Specificity of PapD Dimerization.

Because the Gln-108 residues from each chaperone subunit in the dimer interact with one another, this residue was mutagenized to a cysteine and the mutated Q108C PapD was tested for its ability to form a disulfide-bonded dimer. Neighboring residues, Asn-89 and Lys-110, which are not involved in any interaction in the R8A PapD dimer, were also independently changed to cysteines to investigate the specificity of disulfide-bonded dimer formation (N89C PapD and K110C PapD, respectively). On the basis of pili preparations and hemagglutination titers, WT PapD, N89C PapD, and K110C PapD all were able to complement a papD⁻ pap operon to a fully piliated phenotype (data not shown). In contrast, Q108C PapD assembled a greatly reduced amount of pili. Q108C PapD was purified to homogeneity, and the dimer species was separated from the monomer by gel filtration chromatography. Analysis of the material by SDS/PAGE revealed that most of the material ran as a dimer under nonreducing conditions, whereas the WT PapD ran as a monomer under these conditions (Fig. 2A, lanes 1 and 3, respectively). Under reducing conditions, the Q108C PapD dimer was dissociated into PapD monomers (Fig. 2A, lane 2). Dimer formation was also analyzed on acidic native PAGE (Fig. 2B). Unlike most periplasmic proteins, PapD has an unusually high isoelectric point (9.4) which facilitates its migration into acidic native polyacrylamide gels (18) (Fig. 2B, lane 4). Purified WT PapD (monomeric PapD) migrates faster on the acidic native PAGE (Fig. 2B, lane 1, labeled D₁) than the purified Q108C PapD dimer (Fig. 2B, lane 2, labeled D₂). Thus, acidic native PAGE (18) is a good assay for analyzing the presence of PapD monomers and dimers in periplasmic extracts. Analysis of periplasmic extracts from cells expressing Q108C PapD revealed that more than 30% of the chaperone existed in the dimeric state (Fig. 2B, lane 5). In contrast, neither N89C PapD nor K110C PapD formed disulfide-bonded dimers as determined by acidic native PAGE (Fig. 2B, lanes 6 and 7, respectively), arguing that the chaperone–chaperone interaction in the dimer is specific.

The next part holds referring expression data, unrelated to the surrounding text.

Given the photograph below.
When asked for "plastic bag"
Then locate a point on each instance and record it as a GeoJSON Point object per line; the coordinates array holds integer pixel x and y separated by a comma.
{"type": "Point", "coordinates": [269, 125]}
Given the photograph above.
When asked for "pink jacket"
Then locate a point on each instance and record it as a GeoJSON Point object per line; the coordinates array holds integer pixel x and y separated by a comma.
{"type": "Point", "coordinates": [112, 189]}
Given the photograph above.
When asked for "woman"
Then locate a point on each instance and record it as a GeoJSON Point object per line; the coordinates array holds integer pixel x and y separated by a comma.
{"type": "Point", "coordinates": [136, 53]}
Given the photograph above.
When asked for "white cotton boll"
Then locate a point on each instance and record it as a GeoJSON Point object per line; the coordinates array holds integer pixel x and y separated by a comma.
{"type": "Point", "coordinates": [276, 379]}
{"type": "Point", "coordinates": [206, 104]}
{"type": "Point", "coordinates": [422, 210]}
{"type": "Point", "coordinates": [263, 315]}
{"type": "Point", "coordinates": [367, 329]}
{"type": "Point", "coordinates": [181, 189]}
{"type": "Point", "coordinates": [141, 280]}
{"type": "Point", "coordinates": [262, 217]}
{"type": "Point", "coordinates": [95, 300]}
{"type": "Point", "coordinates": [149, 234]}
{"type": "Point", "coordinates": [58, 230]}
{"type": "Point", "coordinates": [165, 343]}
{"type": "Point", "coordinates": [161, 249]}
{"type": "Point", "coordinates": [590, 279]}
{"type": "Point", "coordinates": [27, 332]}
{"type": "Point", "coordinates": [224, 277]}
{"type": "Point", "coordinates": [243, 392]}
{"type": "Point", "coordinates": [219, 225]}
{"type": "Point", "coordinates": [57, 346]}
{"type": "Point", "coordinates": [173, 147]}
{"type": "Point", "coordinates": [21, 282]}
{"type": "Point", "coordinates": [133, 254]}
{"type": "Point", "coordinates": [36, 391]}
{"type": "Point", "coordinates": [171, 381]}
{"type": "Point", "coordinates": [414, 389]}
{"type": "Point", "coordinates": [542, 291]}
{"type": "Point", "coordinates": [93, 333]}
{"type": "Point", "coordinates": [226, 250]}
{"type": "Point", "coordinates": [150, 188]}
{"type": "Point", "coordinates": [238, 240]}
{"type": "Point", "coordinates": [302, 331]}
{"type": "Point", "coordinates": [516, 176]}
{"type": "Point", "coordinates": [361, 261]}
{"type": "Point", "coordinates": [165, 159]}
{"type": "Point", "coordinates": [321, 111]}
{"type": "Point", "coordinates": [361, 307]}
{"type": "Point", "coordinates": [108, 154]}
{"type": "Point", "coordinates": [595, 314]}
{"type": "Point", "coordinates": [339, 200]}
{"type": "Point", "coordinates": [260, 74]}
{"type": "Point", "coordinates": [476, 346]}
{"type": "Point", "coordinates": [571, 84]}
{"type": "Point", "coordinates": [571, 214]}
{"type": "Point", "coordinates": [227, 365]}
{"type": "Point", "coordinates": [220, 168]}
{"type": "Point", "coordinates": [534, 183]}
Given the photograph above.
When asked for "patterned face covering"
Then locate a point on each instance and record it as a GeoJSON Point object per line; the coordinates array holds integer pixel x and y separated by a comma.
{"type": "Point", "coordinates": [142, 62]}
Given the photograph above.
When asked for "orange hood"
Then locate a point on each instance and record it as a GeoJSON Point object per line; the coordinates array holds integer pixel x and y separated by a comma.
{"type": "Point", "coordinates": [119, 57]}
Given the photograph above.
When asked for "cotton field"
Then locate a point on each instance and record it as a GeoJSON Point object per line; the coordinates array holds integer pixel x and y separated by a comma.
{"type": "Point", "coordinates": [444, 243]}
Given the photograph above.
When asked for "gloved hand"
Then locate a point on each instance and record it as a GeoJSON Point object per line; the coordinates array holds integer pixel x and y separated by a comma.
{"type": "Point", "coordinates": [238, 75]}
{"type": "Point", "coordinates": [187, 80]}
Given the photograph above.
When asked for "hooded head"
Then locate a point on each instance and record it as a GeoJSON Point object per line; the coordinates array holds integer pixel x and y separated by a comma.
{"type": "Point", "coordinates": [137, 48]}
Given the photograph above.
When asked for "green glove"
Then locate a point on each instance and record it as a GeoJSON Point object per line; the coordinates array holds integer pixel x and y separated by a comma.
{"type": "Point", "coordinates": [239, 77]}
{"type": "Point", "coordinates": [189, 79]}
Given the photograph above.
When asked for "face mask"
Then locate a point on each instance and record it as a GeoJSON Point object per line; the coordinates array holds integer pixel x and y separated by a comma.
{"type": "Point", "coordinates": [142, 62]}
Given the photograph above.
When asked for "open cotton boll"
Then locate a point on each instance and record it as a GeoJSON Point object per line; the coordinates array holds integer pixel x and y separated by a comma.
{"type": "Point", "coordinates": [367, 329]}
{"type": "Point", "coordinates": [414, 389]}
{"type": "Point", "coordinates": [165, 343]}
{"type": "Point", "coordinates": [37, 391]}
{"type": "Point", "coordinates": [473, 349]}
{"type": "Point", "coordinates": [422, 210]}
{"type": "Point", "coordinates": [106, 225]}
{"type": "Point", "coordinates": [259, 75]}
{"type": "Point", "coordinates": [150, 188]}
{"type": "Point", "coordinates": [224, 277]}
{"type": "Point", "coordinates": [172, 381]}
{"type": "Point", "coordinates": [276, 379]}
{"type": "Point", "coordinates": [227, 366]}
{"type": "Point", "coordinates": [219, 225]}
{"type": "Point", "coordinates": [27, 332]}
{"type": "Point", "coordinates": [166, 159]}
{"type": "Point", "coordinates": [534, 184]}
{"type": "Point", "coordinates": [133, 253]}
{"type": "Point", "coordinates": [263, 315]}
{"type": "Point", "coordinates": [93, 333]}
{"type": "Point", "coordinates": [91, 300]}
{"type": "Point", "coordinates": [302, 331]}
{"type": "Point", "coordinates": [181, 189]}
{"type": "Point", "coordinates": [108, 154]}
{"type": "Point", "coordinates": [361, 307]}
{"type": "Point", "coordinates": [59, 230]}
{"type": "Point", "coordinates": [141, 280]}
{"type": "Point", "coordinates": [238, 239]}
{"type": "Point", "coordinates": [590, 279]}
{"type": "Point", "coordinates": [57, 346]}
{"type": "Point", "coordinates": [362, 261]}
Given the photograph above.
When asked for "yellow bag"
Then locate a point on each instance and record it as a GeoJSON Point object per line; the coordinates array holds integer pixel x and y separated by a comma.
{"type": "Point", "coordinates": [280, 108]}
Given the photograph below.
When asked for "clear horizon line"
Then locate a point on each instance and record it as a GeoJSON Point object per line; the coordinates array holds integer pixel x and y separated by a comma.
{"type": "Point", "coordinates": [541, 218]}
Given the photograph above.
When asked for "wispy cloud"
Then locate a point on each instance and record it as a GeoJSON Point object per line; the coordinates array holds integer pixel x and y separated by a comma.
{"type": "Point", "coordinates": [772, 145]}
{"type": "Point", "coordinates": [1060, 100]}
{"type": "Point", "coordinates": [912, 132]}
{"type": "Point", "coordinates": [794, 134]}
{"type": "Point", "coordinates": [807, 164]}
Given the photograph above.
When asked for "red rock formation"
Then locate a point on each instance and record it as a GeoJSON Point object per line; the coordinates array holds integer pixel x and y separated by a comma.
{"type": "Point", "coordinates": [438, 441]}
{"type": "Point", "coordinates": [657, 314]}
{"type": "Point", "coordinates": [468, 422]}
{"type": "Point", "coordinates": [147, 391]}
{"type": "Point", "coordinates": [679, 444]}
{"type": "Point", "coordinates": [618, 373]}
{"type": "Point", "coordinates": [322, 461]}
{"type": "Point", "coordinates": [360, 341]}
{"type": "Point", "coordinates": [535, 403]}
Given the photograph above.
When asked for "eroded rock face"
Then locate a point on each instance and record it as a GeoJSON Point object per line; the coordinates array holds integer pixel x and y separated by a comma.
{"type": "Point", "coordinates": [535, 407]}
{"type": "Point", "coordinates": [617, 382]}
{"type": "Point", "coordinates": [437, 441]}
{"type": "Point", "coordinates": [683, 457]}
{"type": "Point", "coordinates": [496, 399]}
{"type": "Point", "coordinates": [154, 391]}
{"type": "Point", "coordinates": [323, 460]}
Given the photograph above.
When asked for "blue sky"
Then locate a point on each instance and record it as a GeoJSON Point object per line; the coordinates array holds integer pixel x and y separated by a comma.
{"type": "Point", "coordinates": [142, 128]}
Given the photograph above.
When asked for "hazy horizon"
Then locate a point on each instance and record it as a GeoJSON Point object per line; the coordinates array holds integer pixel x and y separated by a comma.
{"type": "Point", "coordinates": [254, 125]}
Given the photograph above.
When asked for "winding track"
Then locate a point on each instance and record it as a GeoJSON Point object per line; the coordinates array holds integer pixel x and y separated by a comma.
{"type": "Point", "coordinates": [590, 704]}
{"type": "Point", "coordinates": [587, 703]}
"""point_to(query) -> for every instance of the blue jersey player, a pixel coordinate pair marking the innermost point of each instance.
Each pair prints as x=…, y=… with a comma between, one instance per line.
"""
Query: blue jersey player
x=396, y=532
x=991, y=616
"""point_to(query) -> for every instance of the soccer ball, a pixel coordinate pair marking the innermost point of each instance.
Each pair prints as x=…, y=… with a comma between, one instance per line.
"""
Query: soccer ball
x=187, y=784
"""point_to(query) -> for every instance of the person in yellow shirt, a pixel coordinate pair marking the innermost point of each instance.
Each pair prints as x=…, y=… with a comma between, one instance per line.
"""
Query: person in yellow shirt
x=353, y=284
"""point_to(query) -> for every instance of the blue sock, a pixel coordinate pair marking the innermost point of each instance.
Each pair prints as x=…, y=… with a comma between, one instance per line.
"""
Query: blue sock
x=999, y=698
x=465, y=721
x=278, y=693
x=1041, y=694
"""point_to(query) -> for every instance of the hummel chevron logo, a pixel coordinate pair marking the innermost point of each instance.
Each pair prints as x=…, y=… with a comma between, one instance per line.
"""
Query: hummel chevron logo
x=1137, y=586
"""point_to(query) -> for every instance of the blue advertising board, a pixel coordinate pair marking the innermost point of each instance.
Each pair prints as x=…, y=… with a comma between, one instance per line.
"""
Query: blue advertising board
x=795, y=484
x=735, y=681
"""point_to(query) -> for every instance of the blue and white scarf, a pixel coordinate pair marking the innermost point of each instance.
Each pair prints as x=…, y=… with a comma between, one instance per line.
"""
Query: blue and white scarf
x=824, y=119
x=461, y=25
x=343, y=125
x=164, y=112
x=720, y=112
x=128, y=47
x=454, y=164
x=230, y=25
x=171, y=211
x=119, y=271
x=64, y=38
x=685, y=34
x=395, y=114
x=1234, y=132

Specificity of chaperone–chaperone interaction. (A) Coomassie blue-stained SDS/12.5% PAGE showing purified Q108C PapD and WT PapD proteins run in nonreducing conditions (lanes 1 and 3, respectively) and in reducing conditions (lanes 2 and 4, respectively). (B) Silver-stained acidic native PAGE gels of purified WT PapD protein (lane 1), purified Q108C PapD protein (lane 2), and periplasmic extracts expressing the following: no chaperone (lane 3), WT PapD (lane 4), Q108C PapD (lane 5), N89C PapD (lane 6), and K110C PapD (lane 7). D₁ indicates where WT PapD (monomer) migrates and D₂ indicates where dimeric PapD migrates. Arrow indicates the direction of migration. (C) Autoradiogram showing radiolabeled periplasmic extracts of cells expressing WT PapD (*Left*) and Q108C PapD (*Right*) after various times of chase analyzed by acidic native PAGE (18) on Gradient 10–15 (Pharmacia) gels and silver stained on a Pharmacia Phast. The first lane of each gel (labeled neg.) is radiolabeled periplasmic extract from cells expressing no chaperone at 30 min into the chase. D1, D2, and the arrow are as in B. (D) (*Inset*) Autoradiogram showing radiolabeled Q108C PapD immunoprecipitated after various times of chase from periplasmic extracts of cells expressing only Q108C PapD (pQ108C) (upper gel) and in cells expressing Q108C PapD (pQ108C) in trans with a *papD*⁻ *pap* operon, pDH1 (lower gel). The samples were analyzed on nonreducing SDS/12.5% PAGE gels. For quantification, triplicate gels of each experiment were exposed to the Bio-Rad Molecular Imaging Screen-CS of the Bio-Rad Molecular Imager System, model GS-363, and the amount of PapD dimer was quantified by using Molecular Analyst/Macintosh Software, Version 2.0. The averages are graphed. The y axis equals the density of the PapD dimer band.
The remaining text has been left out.